Abstract

Leukocytes, especially macrophages, are important cellular mediators of fibrin deposition and removal at tissue sites of inflammation. Pulmonary fibrin deposition is a prominent feature of bovine acute lung injury; therefore, we studied the resting and stimulated procoagulant responses of bovine pulmonary alveolar macrophages (PAM) and peripheral blood neutrophils (PMN). Freshly isolated normal PAM and PMN expressed negligible procoagulant activity.

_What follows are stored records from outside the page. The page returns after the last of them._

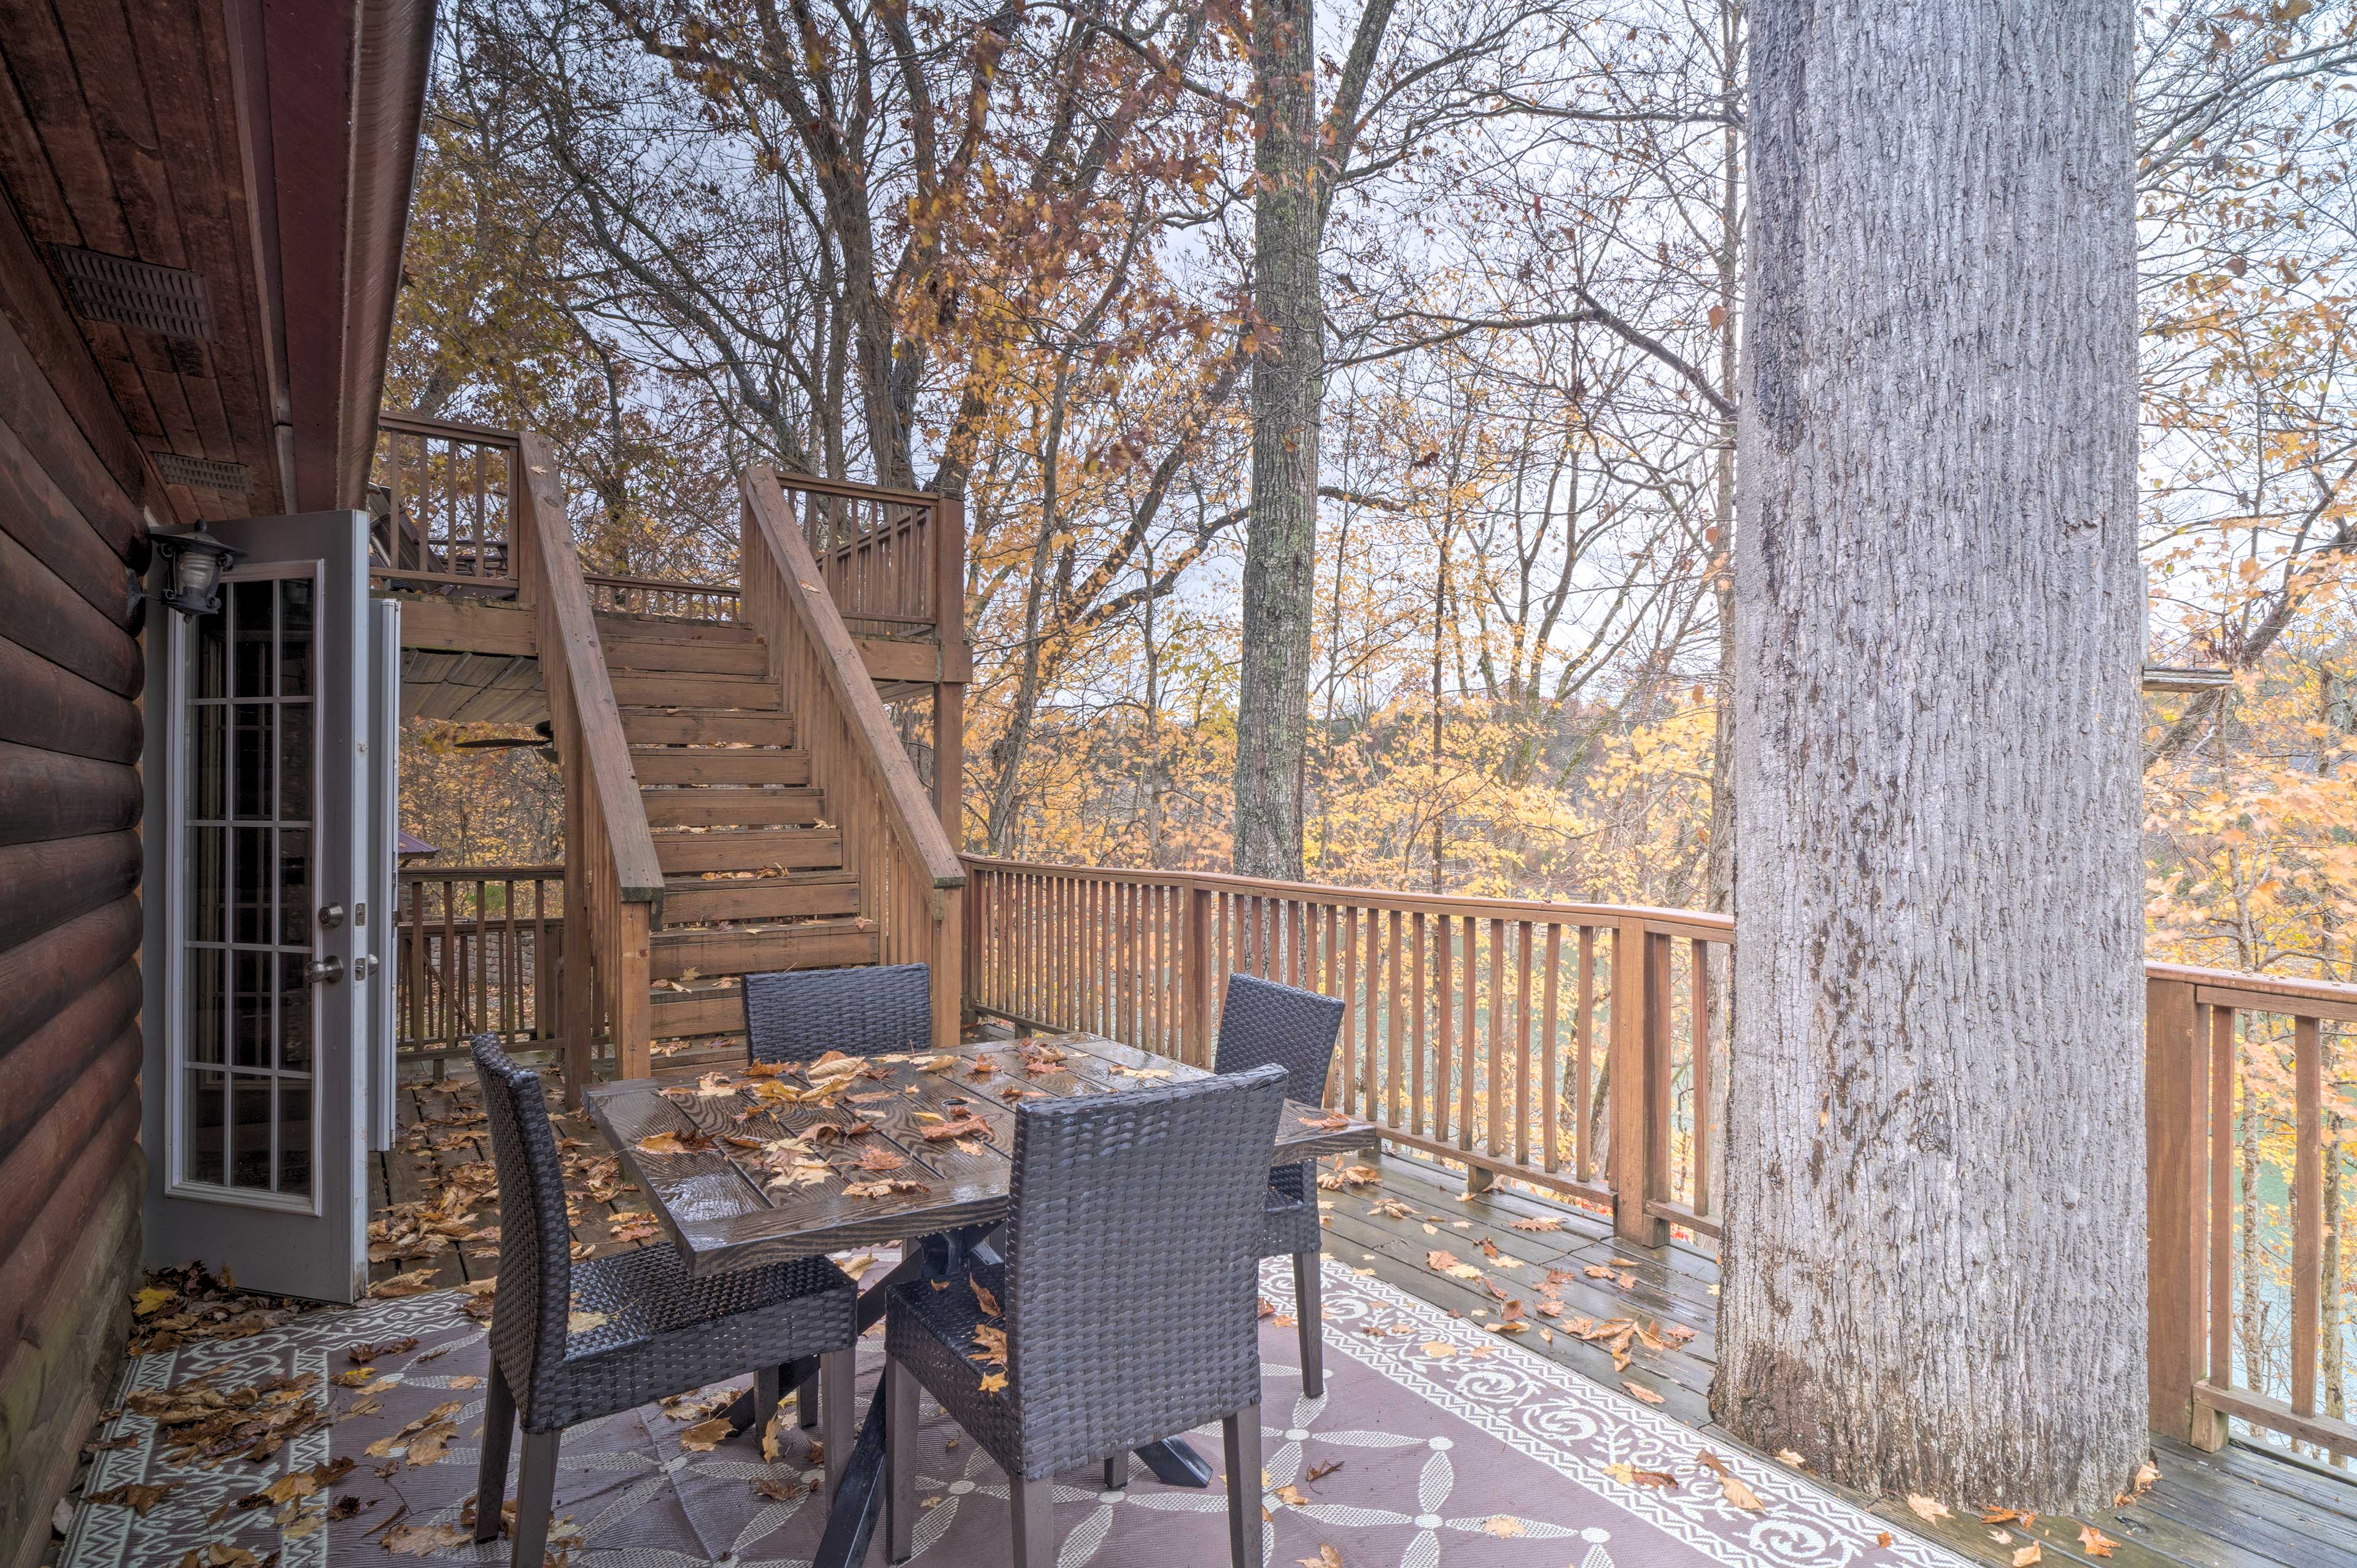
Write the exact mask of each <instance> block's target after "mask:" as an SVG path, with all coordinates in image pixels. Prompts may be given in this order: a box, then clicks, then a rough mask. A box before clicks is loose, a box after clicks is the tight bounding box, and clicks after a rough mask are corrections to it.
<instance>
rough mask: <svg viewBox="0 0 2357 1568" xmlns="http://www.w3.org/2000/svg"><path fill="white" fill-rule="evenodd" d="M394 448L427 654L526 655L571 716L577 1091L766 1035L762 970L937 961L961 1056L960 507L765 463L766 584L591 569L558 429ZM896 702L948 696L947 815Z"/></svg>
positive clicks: (375, 534)
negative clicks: (754, 1013)
mask: <svg viewBox="0 0 2357 1568" xmlns="http://www.w3.org/2000/svg"><path fill="white" fill-rule="evenodd" d="M387 441H389V462H382V465H379V476H382V483H379V490H382V495H379V498H377V502H379V519H377V531H375V542H377V549H379V554H377V564H375V568H372V578H375V580H377V582H379V585H384V587H389V589H394V592H408V594H415V597H417V599H415V601H412V604H415V608H417V611H420V615H417V622H420V625H417V634H420V637H431V639H434V641H417V644H412V641H410V634H412V627H410V620H408V615H405V618H403V646H415V648H434V651H441V653H443V655H455V660H457V665H464V663H467V660H469V658H474V655H483V658H495V660H504V667H507V670H514V667H519V665H521V667H523V670H526V672H528V674H537V689H540V693H544V698H547V724H549V729H547V733H549V740H552V745H554V752H556V766H559V771H561V776H563V788H566V851H563V964H561V990H563V995H561V1007H559V1012H556V1016H559V1019H561V1040H563V1056H566V1082H568V1092H570V1094H575V1096H577V1094H580V1087H582V1085H585V1082H589V1078H592V1073H594V1068H596V1059H599V1056H608V1059H610V1063H613V1068H610V1070H615V1073H620V1075H625V1078H641V1075H646V1073H648V1068H651V1054H653V1047H655V1042H662V1040H693V1037H698V1035H707V1037H709V1035H735V1033H740V1030H742V1028H745V1007H742V986H740V981H742V976H745V974H761V971H773V969H832V967H846V964H879V962H882V964H907V962H922V964H929V967H931V974H933V1035H936V1045H938V1047H948V1045H955V1040H957V1028H959V1004H962V967H964V936H962V931H964V882H966V875H964V865H962V861H959V856H957V846H955V832H952V825H955V821H957V811H959V799H957V778H959V752H962V745H964V719H962V712H964V707H962V703H964V681H966V674H969V670H971V658H969V653H966V646H964V568H962V561H964V554H962V552H964V523H962V514H959V507H957V502H955V500H948V498H938V495H922V493H912V490H879V488H874V486H860V483H846V481H830V479H813V476H808V474H778V472H773V469H750V472H747V474H745V476H742V486H740V488H742V552H740V580H738V582H733V585H728V582H669V580H651V578H618V575H601V573H589V571H585V568H582V561H580V554H577V549H575V540H573V526H570V521H568V514H566V505H563V481H561V469H559V462H556V455H554V453H552V448H549V446H547V441H542V439H540V436H535V434H533V431H493V429H478V427H460V424H445V422H431V420H408V417H389V422H387ZM403 542H408V547H403ZM443 663H445V665H448V663H453V660H450V658H445V660H443ZM502 679H504V677H502ZM443 681H445V684H450V686H460V684H464V681H460V672H457V670H445V672H443ZM523 696H530V691H526V693H523ZM889 700H919V703H926V705H929V717H931V731H933V733H931V740H933V755H936V780H933V792H931V795H929V792H926V785H924V780H922V776H919V764H917V762H915V759H912V757H910V752H907V750H905V745H903V740H900V731H898V726H896V719H893V717H891V714H889V712H886V703H889ZM542 1016H547V1014H542Z"/></svg>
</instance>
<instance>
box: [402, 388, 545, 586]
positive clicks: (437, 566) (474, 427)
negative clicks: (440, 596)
mask: <svg viewBox="0 0 2357 1568" xmlns="http://www.w3.org/2000/svg"><path fill="white" fill-rule="evenodd" d="M370 490H372V493H370V512H372V526H370V540H368V545H370V575H372V578H377V580H379V582H396V585H405V587H420V589H429V592H431V589H441V592H455V589H469V592H486V589H488V592H495V594H514V589H516V528H514V523H516V498H519V486H516V434H514V431H504V429H486V427H481V424H457V422H453V420H422V417H415V415H398V413H384V415H377V457H375V465H372V469H370Z"/></svg>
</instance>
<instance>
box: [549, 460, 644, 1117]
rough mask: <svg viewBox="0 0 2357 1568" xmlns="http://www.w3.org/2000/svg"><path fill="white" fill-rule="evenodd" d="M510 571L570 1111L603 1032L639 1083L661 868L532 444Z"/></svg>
mask: <svg viewBox="0 0 2357 1568" xmlns="http://www.w3.org/2000/svg"><path fill="white" fill-rule="evenodd" d="M519 465H521V469H523V483H521V486H519V498H516V500H519V512H521V526H519V531H516V535H519V545H521V547H519V556H521V561H519V566H521V578H523V597H526V601H528V604H533V608H535V613H537V646H540V679H542V684H544V686H547V693H549V731H552V733H554V740H556V762H559V771H561V773H563V780H566V913H568V915H570V917H573V953H575V955H577V957H587V962H573V964H568V967H566V1007H563V1035H566V1094H568V1096H570V1099H573V1101H575V1103H577V1101H580V1094H582V1087H585V1085H587V1078H589V1059H592V1047H594V1040H596V1033H599V1021H603V1028H606V1033H608V1035H610V1040H613V1054H615V1061H618V1063H620V1073H622V1075H625V1078H643V1075H646V1073H648V1061H651V1045H653V1019H651V1012H648V1009H651V997H648V990H651V986H653V957H651V953H653V931H655V927H660V924H662V863H660V861H658V858H655V837H653V832H648V828H646V802H643V799H641V797H639V778H636V773H634V771H632V762H629V738H627V736H625V731H622V710H620V707H618V705H615V700H613V681H610V679H608V677H606V651H603V648H601V646H599V634H596V615H594V613H592V611H589V587H587V585H585V582H582V568H580V556H577V552H575V549H573V526H570V521H568V519H566V509H563V493H561V488H559V479H556V455H554V453H552V450H549V443H547V441H542V439H540V436H537V434H533V431H526V434H523V436H521V441H519Z"/></svg>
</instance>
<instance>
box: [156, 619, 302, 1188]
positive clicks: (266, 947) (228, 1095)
mask: <svg viewBox="0 0 2357 1568" xmlns="http://www.w3.org/2000/svg"><path fill="white" fill-rule="evenodd" d="M226 587H229V592H226V608H224V613H219V615H203V618H198V620H193V622H189V627H186V658H189V670H186V691H189V707H186V743H189V776H186V797H184V802H181V823H184V832H186V889H184V894H181V896H184V898H186V901H189V903H186V927H184V929H186V946H184V955H181V957H184V962H181V971H184V976H186V979H184V997H181V1000H184V1037H181V1040H179V1073H181V1078H179V1089H181V1113H179V1120H177V1127H174V1132H177V1137H179V1151H177V1170H179V1179H181V1181H200V1184H212V1186H226V1188H233V1191H250V1193H257V1195H259V1193H278V1195H290V1198H306V1195H309V1193H311V1165H313V1162H311V1144H313V1139H311V1096H313V1080H311V1070H313V1063H316V1033H318V1023H316V988H313V986H311V983H309V971H306V967H309V962H311V938H313V898H316V865H313V858H316V851H318V837H316V823H313V821H311V809H313V773H316V736H313V719H311V703H313V689H316V667H318V646H316V627H313V620H316V606H313V599H316V589H313V582H311V578H247V580H231V582H229V585H226Z"/></svg>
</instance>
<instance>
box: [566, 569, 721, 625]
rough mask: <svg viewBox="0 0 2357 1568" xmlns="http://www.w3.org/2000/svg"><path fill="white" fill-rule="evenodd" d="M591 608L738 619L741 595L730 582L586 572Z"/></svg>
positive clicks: (681, 618)
mask: <svg viewBox="0 0 2357 1568" xmlns="http://www.w3.org/2000/svg"><path fill="white" fill-rule="evenodd" d="M582 582H587V585H589V608H594V611H596V613H601V615H660V618H665V620H738V615H740V604H738V599H740V594H738V589H735V587H733V585H728V582H672V580H667V578H620V575H613V573H596V571H594V573H587V575H585V578H582Z"/></svg>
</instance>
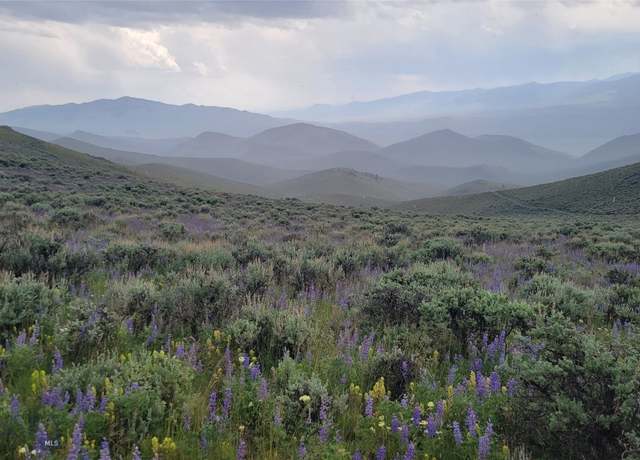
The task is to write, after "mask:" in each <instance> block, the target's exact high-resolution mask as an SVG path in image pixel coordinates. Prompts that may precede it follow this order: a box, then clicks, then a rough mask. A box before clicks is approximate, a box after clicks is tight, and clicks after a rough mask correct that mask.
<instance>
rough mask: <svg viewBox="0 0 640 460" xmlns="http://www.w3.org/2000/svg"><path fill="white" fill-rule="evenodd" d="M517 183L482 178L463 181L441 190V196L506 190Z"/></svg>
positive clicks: (454, 195)
mask: <svg viewBox="0 0 640 460" xmlns="http://www.w3.org/2000/svg"><path fill="white" fill-rule="evenodd" d="M516 187H518V185H515V184H509V183H504V182H492V181H488V180H484V179H477V180H473V181H470V182H465V183H463V184H460V185H456V186H455V187H451V188H450V189H447V190H445V191H444V192H442V195H443V196H456V195H472V194H474V193H484V192H495V191H498V190H508V189H512V188H516Z"/></svg>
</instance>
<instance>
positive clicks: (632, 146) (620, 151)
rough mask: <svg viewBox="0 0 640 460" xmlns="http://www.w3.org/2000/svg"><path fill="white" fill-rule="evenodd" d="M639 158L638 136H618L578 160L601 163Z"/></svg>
mask: <svg viewBox="0 0 640 460" xmlns="http://www.w3.org/2000/svg"><path fill="white" fill-rule="evenodd" d="M635 157H640V134H632V135H628V136H620V137H617V138H615V139H612V140H610V141H609V142H607V143H605V144H603V145H601V146H600V147H597V148H595V149H593V150H591V151H590V152H587V153H586V154H585V155H584V156H582V157H581V158H580V160H581V161H582V162H584V163H602V162H609V161H620V160H626V159H631V158H635Z"/></svg>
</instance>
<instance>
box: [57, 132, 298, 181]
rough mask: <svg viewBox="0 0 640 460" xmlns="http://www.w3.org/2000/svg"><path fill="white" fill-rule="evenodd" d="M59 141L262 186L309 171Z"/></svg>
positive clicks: (128, 160)
mask: <svg viewBox="0 0 640 460" xmlns="http://www.w3.org/2000/svg"><path fill="white" fill-rule="evenodd" d="M55 143H56V144H58V145H62V146H65V147H67V148H70V149H73V150H76V151H78V152H82V153H86V154H88V155H92V156H95V157H100V158H105V159H108V160H110V161H113V162H115V163H119V164H123V165H128V166H131V165H141V164H164V165H170V166H175V167H178V168H184V169H189V170H191V171H195V172H198V173H202V174H207V175H211V176H215V177H220V178H225V179H227V180H231V181H235V182H241V183H248V184H252V185H258V186H259V185H264V184H269V183H273V182H279V181H282V180H286V179H291V178H293V177H297V176H300V175H303V174H305V173H306V171H294V170H284V169H279V168H272V167H269V166H265V165H260V164H255V163H250V162H246V161H242V160H238V159H235V158H191V157H168V156H158V155H149V154H144V153H138V152H126V151H121V150H115V149H109V148H105V147H100V146H96V145H93V144H89V143H87V142H82V141H79V140H77V139H73V138H68V137H65V138H60V139H56V140H55Z"/></svg>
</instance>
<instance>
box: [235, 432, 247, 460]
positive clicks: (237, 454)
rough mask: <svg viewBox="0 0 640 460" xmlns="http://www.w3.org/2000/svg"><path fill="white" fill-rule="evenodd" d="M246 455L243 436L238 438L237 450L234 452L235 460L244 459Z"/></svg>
mask: <svg viewBox="0 0 640 460" xmlns="http://www.w3.org/2000/svg"><path fill="white" fill-rule="evenodd" d="M246 456H247V443H246V442H245V441H244V438H242V437H241V438H240V441H239V442H238V450H237V452H236V460H244V459H245V457H246Z"/></svg>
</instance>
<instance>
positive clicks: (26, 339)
mask: <svg viewBox="0 0 640 460" xmlns="http://www.w3.org/2000/svg"><path fill="white" fill-rule="evenodd" d="M26 343H27V332H26V331H25V330H24V329H23V330H22V331H20V334H18V337H16V345H18V346H22V345H26Z"/></svg>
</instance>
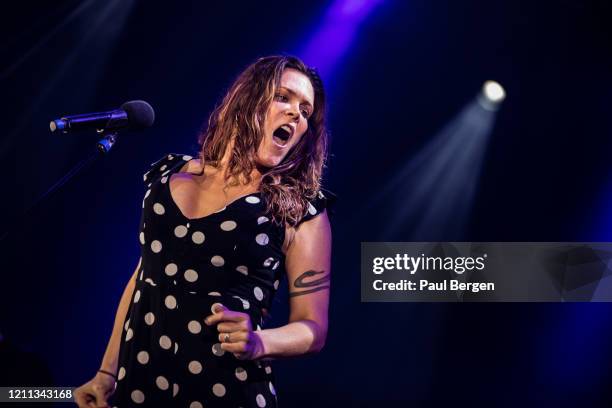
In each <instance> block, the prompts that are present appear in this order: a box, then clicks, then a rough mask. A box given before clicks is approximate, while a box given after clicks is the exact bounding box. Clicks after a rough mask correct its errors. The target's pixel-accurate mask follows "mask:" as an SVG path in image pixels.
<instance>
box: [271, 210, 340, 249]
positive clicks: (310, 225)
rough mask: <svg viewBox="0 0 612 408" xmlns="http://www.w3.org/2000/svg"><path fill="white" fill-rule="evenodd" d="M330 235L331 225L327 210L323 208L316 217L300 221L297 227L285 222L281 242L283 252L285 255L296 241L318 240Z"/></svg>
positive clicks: (315, 240) (330, 232) (330, 234)
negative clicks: (295, 226)
mask: <svg viewBox="0 0 612 408" xmlns="http://www.w3.org/2000/svg"><path fill="white" fill-rule="evenodd" d="M328 236H331V226H330V223H329V218H328V216H327V211H326V210H323V211H322V212H321V213H320V214H317V216H316V217H313V218H311V219H309V220H308V221H304V222H302V223H300V224H299V225H298V226H297V227H292V226H290V225H289V224H285V241H284V243H283V253H284V254H285V255H286V254H287V252H288V251H289V248H290V247H291V246H292V245H293V244H294V243H295V242H296V239H297V240H298V241H301V242H303V241H308V240H315V241H317V240H320V239H321V238H327V237H328Z"/></svg>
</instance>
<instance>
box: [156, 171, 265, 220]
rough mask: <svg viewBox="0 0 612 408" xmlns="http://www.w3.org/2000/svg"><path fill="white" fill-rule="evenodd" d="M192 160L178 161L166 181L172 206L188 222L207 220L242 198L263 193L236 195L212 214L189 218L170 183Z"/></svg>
mask: <svg viewBox="0 0 612 408" xmlns="http://www.w3.org/2000/svg"><path fill="white" fill-rule="evenodd" d="M191 160H193V159H190V160H187V161H185V162H184V163H182V164H181V163H180V162H179V163H177V164H176V165H175V166H174V168H173V169H172V170H174V171H171V172H170V174H168V182H167V183H165V184H166V191H167V192H168V198H169V201H170V202H171V203H172V206H173V207H174V209H175V210H176V212H177V213H178V214H179V215H180V216H181V217H182V218H183V219H185V220H187V221H188V222H196V221H200V220H206V219H208V218H211V217H213V216H215V215H217V214H219V213H222V212H223V211H225V210H226V209H228V208H229V207H232V206H233V205H234V204H237V203H238V202H239V201H240V200H243V199H246V198H247V197H250V196H259V195H260V194H261V192H259V191H256V192H254V193H249V194H244V195H241V196H239V197H236V198H235V199H233V200H232V201H230V202H229V203H228V204H226V205H225V207H223V208H220V209H218V210H215V211H213V212H211V213H210V214H207V215H204V216H202V217H194V218H189V217H187V216H186V215H185V214H184V213H183V210H181V209H180V207H179V206H178V204H177V203H176V201H174V197H173V196H172V189H171V188H170V183H171V182H172V176H173V175H174V174H176V173H180V172H181V169H182V168H183V166H184V165H185V164H188V163H189V162H190V161H191Z"/></svg>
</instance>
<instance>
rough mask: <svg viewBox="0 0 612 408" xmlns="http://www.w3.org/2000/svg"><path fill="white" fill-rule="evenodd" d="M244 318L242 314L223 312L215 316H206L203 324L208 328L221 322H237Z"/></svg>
mask: <svg viewBox="0 0 612 408" xmlns="http://www.w3.org/2000/svg"><path fill="white" fill-rule="evenodd" d="M246 316H247V315H246V314H245V313H242V312H234V311H233V310H225V311H223V312H219V313H215V314H212V315H210V316H208V317H207V318H206V319H204V323H206V324H207V325H209V326H212V325H213V324H217V323H219V322H222V321H232V322H239V321H241V320H244V319H246Z"/></svg>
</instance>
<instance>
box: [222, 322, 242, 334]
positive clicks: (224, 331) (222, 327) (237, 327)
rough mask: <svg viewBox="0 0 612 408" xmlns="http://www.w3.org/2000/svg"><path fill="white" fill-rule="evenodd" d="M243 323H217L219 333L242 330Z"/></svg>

PAM stimulated with endotoxin lipopolysaccharide (LPS), 4 beta-phorbol 12-myristate 13-acetate (PMA) and bovine recombinant interleukin-1 beta (rBIL-1 beta) exhibited protein synthesis- and dose-dependent enhancement of procoagulant activity in 8-h cultures. Bovine recombinant granulocyte macrophage-colony stimulating factor (rBGM-CSF) and recombinant human gamma-interferon (rHIFN-gamma) did not induce procoagulant activity. The kinetics of LPS- and PMA-enhanced PAM procoagulant activity differed: LPS-induced enhancement developed earlier and more rapidly than PMA-induced enhancement. Pasteurella haemolytica LPS was more potent than Escherichia coli LPS in enhancing PAM procoagulant activity, while dexamethasone decreased both baseline and LPS- or PMA-stimulated activity by approximately 50%. PAM procoagulant activity resulted from tissue factor expression. Bovine PMN produced negligible procoagulant activity when stimulated, and are thus unlikely to be major contributors to procoagulant activity in bovine lung. Activity inhibitory to bovine tissue factor was present in both calf and adult sera, and was partly dependent on the presence of factor X for activity. Rapid induction of bovine PAM procoagulant activity by inflammatory mediators, and subsequent resistance to degradation, may thus combine to promote an alveolar microenvironment permissive to fibrin deposition in bovine acute lung injury.